Purpose: A new and rapid real-time PCR method was developed and evaluated against the FDA BAM culture method for detection of Salmonella Enteritidis in whole shell eggs.
Methods: Approximately 250 eggs were combined into a bulk sample for the uninoculated control, and a bulk lot consisting of approximately 900 eggs were inoculated with SE (ATCC 13706) at a concentration of 0.2-2 CFU per 1,000 g. Egg pools consisting of 20 eggs (1,000 g) were prepared. Twenty inoculated and 5 uninoculated egg pools were enriched according to FDA BAM. A second set of 20 inoculated and 5 uninoculated egg pools were supplemented with 100 ml of 10X TSB per pool, and then incubated at 35°C for 24 hours. Real-time PCR was performed on the 7500 Fast using standard conditions (95°C for 10 min; 40 cycles at 95°C for 15 seconds and 60°C for 60 seconds).
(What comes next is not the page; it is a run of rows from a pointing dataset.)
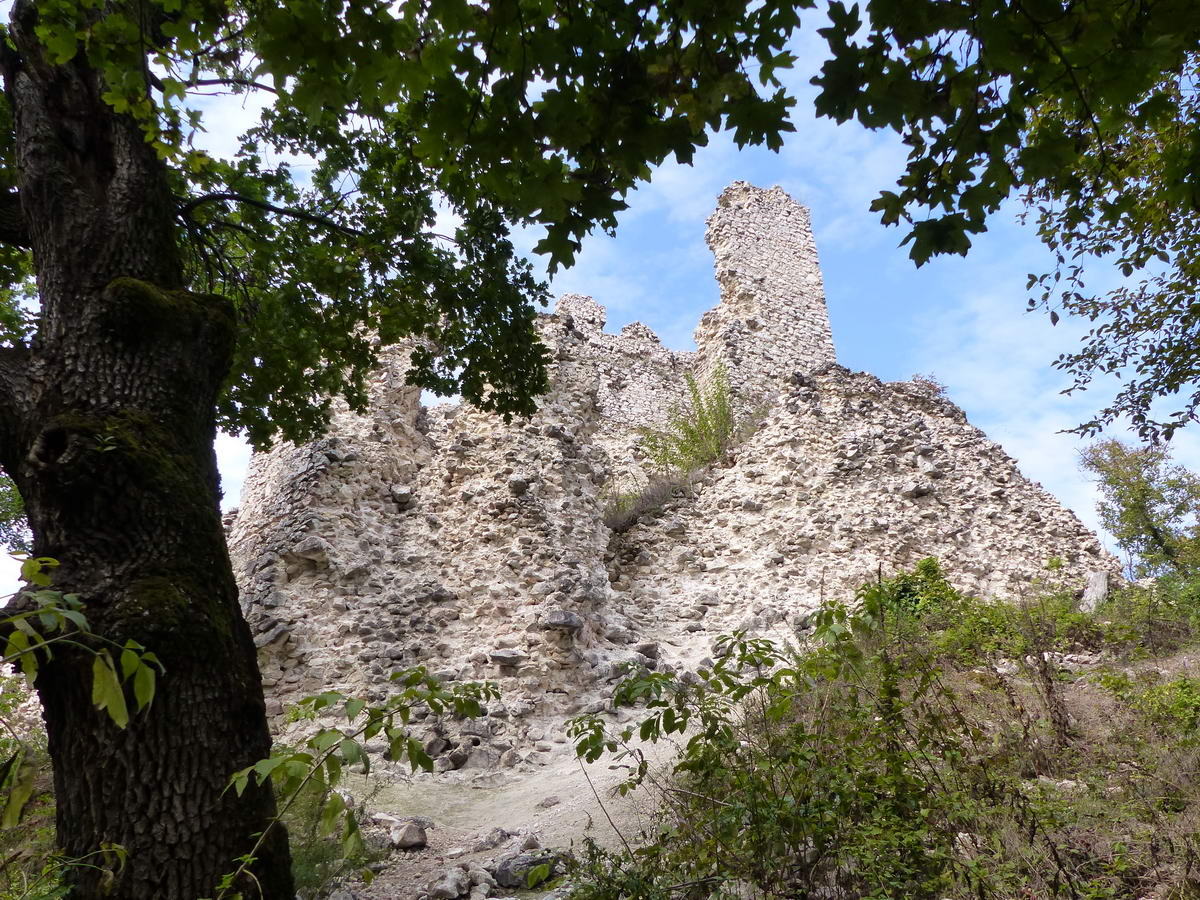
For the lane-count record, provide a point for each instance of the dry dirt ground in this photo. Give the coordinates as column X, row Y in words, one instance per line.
column 466, row 807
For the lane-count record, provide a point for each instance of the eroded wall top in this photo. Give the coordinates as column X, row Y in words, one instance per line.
column 772, row 319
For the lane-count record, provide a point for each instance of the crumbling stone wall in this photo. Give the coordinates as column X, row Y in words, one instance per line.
column 772, row 318
column 444, row 538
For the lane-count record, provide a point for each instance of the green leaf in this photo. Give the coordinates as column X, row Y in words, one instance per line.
column 106, row 690
column 18, row 781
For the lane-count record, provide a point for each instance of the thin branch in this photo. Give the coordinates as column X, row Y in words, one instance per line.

Results: Methods comparison showed that the real-time PCR method was equivalent to the FDA BAM method. For two independent studies, chi-square was 0 and 0.41. In addition, the two methods were compared on samples enriched according to the FDA BAM method on day 5 following overnight enrichment in TSB plus ferrous sulfate. Chi-square analysis indicated no difference between the two methods (χ2= 0 on two independent studies). No false-positive or false-negative results were observed using either enrichment method. Sample preparation was designed to be completely automated to give results in approximately 3 hours post enrichment.
Significance: The assay evaluated here was shown to be equivalent in performance to the FDA BAM culture procedure for the detection of Salmonella in eggs. Real-time PCR detection of SE in whole egg pools is simple, rapid, and more cost effective than the standard FDA BAM culture method.